European Beer Bloggers Conference 2011, Top Tastings 2011
ABV: 4.4%
Origin: Plzeň, Plzeňský kraj, Czech Republic
Website: www.prazdroj.cz
The second word in the name of this famous Bohemian brewery — Plzeňský Prazdroj in Czech, Pilsner Urquell in German — means ‘original source’, and with some justification. The clear golden hop-accented lager that eventually became the most recognised beer style in the world was first perfected here in 1842. The term ‘Pils(e)ner’ literally means ‘of Plzeň’, from the city’s German name Pilsen.
While the rest of the world did a good job of producing ever more degraded imitations, Pilsner Urquell long remained a beacon of excellence, but has faced accusations of loss of character since current owner SAB-Miller took over and streamlined the brewing process. Personally, while I’ve recognised its principal product as a superior example of a dry golden lager at a relatively low strength for the style of 4.4% ABV, the regularly available filtered and pasteurised version impresses me less than a number of other mainstream golden Czech lagers.
But here is a special treat that really does do justice to the brewery’s pedigree as the original source. Some pubs in the Czech republic, including a number in Prague, stock an unpasteurised draught version of Prazdroj known as tankový which is notably superior. This kvasnicový version is rarer still, usually found only on the brewery tour and in one or two specially favoured outlets in Plzeň. It’s very fresh draught beer that’s been filtered then reseeded with fresh yeast and dosed with unfermented wort so it can be served draught under its own CO2 pressure — which, if you’re not a purist about prefiltering, pretty much counts as cask beer.
The brewery’s own head brewer Václav Berka treated delegates to this delight at the European Beer Bloggers Conference in London in May 2011, with supplies that were only a few days old. Some of it was from aluminium but some came from one of the brewery’s own wooden barrels, tapped with due theatricality and a certain amount of splashing by Václav himself.
This lively and very hazy blond beer had a very fine and generous foamy white head. Hops, from Žatec of course, were obvious on a rich and fecund aroma with a farmyard note. The palate was crisp and immediately hoppy and bitter, quite steely at first and tingling on the tongue over a notably firm and very lightly and delicately honeyed malt. A burry bitterish finish lingered with firmly resinous lettuce and pepper, moreishly balanced by the fine malt beneath.
A fellow delegate, Flemish master beer sommelier Marc Stroobandt, commented that it was a great example of the classic Czech pils profile, which should go bitter — malty — bitter in the mouth, rather than the milder German (and world) interpretation that goes malty — bitter — malty. Certainly the upfront hopping was remarkable, particularly since the bitterness remained so well controlled. It’s a shame the beer doesn’t appear more commonly in this form as it could seriously raise the bar of lager appreciation.

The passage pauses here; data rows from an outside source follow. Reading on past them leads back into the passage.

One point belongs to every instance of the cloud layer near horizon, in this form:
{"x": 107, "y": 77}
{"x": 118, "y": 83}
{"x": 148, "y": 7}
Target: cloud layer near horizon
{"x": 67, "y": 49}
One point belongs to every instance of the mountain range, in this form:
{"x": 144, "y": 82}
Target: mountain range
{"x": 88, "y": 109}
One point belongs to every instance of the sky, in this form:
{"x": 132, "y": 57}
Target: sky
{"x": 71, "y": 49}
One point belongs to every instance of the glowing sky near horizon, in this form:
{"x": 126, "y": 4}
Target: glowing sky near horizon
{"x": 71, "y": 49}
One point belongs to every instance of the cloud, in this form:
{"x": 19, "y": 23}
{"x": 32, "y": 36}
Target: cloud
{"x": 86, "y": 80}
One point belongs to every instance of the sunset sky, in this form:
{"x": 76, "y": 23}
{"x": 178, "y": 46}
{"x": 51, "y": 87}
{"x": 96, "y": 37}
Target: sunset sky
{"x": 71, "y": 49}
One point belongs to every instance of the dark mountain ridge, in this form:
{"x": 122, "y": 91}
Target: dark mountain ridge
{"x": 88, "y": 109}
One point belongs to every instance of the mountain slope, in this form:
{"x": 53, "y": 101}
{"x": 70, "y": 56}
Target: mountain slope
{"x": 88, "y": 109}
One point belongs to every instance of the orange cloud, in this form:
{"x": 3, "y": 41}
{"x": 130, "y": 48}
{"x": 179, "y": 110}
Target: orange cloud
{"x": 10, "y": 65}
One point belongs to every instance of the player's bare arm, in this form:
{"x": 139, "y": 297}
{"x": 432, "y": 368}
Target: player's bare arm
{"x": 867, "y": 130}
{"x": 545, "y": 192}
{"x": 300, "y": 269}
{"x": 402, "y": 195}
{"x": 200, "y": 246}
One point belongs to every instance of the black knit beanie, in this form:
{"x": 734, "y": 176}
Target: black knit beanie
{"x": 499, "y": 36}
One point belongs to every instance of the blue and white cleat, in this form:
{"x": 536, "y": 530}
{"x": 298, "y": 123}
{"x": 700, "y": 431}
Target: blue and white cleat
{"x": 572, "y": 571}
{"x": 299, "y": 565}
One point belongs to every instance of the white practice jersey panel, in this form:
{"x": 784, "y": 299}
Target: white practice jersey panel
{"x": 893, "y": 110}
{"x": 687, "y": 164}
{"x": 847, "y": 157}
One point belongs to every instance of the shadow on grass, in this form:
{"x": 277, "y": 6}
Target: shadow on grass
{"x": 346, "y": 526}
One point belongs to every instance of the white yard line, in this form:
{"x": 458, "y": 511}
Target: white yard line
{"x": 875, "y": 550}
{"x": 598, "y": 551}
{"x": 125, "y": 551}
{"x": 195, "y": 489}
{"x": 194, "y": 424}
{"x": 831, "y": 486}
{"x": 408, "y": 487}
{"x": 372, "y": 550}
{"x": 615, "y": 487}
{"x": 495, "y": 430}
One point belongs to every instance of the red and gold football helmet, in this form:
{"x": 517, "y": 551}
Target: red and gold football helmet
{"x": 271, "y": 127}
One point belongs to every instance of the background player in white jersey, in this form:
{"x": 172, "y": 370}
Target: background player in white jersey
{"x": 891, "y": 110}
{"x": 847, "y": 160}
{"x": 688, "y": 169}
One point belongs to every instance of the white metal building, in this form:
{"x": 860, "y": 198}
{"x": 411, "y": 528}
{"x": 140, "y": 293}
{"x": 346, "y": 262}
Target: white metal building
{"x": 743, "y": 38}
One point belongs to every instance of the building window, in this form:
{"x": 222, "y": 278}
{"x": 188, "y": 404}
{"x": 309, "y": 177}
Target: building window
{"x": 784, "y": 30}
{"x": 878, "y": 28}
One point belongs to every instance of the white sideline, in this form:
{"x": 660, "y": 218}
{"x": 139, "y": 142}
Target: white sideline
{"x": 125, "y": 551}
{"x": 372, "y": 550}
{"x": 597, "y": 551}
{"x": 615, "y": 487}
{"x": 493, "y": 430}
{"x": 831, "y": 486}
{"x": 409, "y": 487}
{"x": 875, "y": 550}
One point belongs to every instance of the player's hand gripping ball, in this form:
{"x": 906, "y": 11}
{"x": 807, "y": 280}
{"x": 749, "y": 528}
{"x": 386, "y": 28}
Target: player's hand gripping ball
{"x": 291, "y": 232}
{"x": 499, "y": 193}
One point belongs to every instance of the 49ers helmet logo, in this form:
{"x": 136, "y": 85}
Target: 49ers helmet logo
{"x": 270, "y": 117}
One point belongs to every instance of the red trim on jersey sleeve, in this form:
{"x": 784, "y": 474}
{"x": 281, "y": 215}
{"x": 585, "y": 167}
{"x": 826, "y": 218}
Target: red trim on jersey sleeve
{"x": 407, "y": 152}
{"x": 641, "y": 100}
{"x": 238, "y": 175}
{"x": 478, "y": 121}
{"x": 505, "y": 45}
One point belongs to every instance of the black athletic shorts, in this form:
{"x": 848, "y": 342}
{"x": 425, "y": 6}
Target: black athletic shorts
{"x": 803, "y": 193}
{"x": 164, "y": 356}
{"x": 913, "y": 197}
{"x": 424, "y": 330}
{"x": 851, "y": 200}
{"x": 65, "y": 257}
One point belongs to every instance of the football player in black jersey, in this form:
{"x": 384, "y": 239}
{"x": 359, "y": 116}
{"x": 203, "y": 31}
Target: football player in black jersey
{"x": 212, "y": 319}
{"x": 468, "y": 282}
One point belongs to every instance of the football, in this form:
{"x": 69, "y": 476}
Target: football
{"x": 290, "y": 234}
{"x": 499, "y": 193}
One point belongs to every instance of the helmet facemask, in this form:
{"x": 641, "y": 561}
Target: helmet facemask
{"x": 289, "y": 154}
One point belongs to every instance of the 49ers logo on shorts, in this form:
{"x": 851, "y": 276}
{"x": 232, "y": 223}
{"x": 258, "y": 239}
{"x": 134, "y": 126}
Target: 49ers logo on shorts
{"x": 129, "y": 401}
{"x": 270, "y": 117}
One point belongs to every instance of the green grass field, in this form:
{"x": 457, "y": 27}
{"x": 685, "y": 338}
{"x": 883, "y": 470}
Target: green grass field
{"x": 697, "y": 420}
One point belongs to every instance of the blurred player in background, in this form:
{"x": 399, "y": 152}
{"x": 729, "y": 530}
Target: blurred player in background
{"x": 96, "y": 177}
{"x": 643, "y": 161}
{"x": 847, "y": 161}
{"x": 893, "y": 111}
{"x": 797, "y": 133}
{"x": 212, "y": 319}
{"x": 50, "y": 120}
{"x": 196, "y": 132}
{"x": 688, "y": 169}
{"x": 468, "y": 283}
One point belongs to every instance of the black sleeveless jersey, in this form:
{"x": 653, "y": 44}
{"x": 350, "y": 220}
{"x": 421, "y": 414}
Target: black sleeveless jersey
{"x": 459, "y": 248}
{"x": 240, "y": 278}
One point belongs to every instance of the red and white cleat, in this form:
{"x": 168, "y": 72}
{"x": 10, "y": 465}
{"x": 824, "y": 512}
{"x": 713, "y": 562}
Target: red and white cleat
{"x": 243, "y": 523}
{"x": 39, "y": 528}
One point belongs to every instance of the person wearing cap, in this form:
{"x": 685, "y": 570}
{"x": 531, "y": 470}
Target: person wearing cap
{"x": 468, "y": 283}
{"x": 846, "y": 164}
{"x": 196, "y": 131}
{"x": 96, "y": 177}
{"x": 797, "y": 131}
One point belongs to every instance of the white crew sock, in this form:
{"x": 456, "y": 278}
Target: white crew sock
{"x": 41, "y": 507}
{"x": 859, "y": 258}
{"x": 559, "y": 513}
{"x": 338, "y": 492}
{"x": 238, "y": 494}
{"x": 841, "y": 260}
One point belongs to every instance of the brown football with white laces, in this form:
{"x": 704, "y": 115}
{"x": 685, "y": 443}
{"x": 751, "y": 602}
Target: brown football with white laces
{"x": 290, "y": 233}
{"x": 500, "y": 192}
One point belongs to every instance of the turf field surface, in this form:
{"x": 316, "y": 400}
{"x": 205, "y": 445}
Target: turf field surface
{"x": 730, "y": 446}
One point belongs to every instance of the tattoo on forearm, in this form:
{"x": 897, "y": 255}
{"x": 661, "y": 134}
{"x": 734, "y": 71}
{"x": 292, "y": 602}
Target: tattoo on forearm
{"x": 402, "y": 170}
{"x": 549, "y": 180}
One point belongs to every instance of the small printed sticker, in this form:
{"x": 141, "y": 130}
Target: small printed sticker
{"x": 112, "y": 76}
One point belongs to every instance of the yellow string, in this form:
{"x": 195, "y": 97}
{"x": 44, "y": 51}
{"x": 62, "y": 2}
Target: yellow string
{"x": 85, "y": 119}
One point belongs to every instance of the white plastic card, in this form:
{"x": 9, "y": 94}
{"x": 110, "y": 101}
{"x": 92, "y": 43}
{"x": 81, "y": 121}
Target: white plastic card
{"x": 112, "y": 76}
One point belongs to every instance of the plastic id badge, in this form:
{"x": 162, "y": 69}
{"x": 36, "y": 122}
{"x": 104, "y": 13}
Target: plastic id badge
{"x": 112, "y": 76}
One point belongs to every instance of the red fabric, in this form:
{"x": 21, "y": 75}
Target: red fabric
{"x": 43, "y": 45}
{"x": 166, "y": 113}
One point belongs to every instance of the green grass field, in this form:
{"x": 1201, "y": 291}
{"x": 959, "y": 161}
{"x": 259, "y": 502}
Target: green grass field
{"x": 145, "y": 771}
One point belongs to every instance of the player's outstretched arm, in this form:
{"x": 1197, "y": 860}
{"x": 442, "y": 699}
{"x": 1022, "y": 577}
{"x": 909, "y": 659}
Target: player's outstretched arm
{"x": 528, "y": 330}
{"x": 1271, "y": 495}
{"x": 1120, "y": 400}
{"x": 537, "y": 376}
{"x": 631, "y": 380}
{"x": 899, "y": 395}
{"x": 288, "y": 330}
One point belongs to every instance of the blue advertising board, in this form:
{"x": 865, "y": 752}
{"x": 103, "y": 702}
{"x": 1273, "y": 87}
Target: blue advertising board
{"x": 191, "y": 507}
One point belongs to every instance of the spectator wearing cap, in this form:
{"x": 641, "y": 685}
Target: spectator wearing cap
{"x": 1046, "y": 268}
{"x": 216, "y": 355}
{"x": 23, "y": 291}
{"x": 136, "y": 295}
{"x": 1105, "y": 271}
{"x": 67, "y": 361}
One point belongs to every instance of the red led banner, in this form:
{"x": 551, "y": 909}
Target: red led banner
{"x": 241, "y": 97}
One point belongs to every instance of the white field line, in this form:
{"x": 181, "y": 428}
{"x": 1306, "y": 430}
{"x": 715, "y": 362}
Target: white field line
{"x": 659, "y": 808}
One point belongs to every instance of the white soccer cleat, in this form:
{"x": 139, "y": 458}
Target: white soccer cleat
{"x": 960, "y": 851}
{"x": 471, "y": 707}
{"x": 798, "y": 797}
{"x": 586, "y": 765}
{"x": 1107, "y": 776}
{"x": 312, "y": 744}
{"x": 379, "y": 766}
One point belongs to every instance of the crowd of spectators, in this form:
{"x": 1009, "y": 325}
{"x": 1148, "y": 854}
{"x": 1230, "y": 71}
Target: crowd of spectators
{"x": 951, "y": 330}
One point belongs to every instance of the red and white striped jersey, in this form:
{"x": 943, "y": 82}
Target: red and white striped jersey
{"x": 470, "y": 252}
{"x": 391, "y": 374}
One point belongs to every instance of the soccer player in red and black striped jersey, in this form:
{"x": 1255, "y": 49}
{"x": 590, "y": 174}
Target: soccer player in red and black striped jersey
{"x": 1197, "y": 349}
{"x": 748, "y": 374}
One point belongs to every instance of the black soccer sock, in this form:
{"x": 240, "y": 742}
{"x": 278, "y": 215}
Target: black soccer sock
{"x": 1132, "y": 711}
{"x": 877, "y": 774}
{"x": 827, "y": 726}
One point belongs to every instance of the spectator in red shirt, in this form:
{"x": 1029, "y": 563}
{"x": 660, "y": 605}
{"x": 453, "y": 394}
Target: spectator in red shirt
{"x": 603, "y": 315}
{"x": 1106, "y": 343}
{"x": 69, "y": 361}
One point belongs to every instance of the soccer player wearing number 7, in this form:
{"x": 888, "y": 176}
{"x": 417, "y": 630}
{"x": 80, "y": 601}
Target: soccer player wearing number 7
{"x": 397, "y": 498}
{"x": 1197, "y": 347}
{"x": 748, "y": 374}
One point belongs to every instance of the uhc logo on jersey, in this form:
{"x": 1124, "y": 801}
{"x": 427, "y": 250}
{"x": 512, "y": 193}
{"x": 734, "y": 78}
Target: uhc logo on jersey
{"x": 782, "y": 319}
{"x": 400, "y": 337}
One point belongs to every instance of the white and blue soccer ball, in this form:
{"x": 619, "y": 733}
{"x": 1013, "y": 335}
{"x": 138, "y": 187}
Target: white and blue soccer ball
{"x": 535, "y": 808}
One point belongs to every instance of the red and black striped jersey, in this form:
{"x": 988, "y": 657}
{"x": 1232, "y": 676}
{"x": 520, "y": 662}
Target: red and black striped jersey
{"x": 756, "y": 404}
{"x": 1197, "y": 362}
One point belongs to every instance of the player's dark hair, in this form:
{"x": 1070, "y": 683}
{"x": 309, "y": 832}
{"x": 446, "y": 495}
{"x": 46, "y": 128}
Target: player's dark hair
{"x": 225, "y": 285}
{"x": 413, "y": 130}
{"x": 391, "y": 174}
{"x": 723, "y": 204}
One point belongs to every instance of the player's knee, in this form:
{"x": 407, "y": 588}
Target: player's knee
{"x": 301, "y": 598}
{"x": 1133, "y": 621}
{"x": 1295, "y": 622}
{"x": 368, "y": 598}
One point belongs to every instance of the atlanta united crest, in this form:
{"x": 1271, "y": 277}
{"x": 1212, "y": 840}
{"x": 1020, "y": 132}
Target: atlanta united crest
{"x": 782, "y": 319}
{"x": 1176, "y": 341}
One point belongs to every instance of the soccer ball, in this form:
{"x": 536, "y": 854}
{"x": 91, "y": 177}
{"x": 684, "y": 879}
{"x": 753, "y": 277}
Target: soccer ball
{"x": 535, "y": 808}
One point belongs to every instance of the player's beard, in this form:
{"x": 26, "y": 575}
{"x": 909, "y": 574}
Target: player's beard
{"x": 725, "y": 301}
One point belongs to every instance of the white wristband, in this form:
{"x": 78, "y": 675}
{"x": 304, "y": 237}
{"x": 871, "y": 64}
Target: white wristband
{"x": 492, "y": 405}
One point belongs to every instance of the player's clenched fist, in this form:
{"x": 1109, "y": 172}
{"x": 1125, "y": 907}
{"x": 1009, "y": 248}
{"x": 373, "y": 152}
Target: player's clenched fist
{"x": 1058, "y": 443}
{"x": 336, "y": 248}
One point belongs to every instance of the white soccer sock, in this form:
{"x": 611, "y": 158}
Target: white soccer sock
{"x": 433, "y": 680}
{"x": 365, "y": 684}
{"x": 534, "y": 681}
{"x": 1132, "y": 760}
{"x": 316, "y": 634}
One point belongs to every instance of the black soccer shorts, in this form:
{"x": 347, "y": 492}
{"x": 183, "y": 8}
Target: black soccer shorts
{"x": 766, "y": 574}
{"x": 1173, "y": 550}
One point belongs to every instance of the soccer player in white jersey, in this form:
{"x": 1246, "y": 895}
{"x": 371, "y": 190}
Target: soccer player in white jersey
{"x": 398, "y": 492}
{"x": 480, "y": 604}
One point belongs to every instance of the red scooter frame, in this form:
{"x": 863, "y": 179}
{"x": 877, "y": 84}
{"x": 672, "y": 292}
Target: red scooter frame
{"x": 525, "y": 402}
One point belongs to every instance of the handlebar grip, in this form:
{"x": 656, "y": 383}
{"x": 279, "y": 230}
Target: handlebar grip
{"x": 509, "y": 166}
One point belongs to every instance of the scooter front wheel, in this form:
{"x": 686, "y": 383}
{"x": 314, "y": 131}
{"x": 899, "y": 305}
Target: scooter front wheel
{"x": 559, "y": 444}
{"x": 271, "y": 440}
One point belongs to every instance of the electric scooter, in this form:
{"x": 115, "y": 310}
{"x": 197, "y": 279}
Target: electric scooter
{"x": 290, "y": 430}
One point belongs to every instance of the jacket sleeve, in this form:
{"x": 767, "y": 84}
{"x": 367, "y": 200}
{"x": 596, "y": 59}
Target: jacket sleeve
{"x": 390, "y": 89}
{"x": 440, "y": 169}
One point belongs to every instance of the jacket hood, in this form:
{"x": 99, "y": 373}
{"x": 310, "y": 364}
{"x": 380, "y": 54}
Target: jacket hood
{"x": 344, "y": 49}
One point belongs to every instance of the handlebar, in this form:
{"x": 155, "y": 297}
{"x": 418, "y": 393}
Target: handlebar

Read more about this beer at ratebeer.com: http://www.ratebeer.com/beer/pilsner-urquell-kvasnicovy/44956/
Man, what a way to make everyone jealous! 🙂
Regarding your last paragraph, I’ve never heard, say, Jever or Flensburger accused of not being bitter enough… in other words, there’s quite a variety in Geman pilsners, though I would be surprised if any of them reached the heights of unfiltered, unpasteurized Urquell — it’s called “original source” for a reason, after all.
Definitely agree with you about Jever, Gerrit, but it was a generalisation — perhaps ‘Bavarian pilsners’ would have been more accurate. It really was quite remarkable the way the beer was bitter in the mouth right from the start.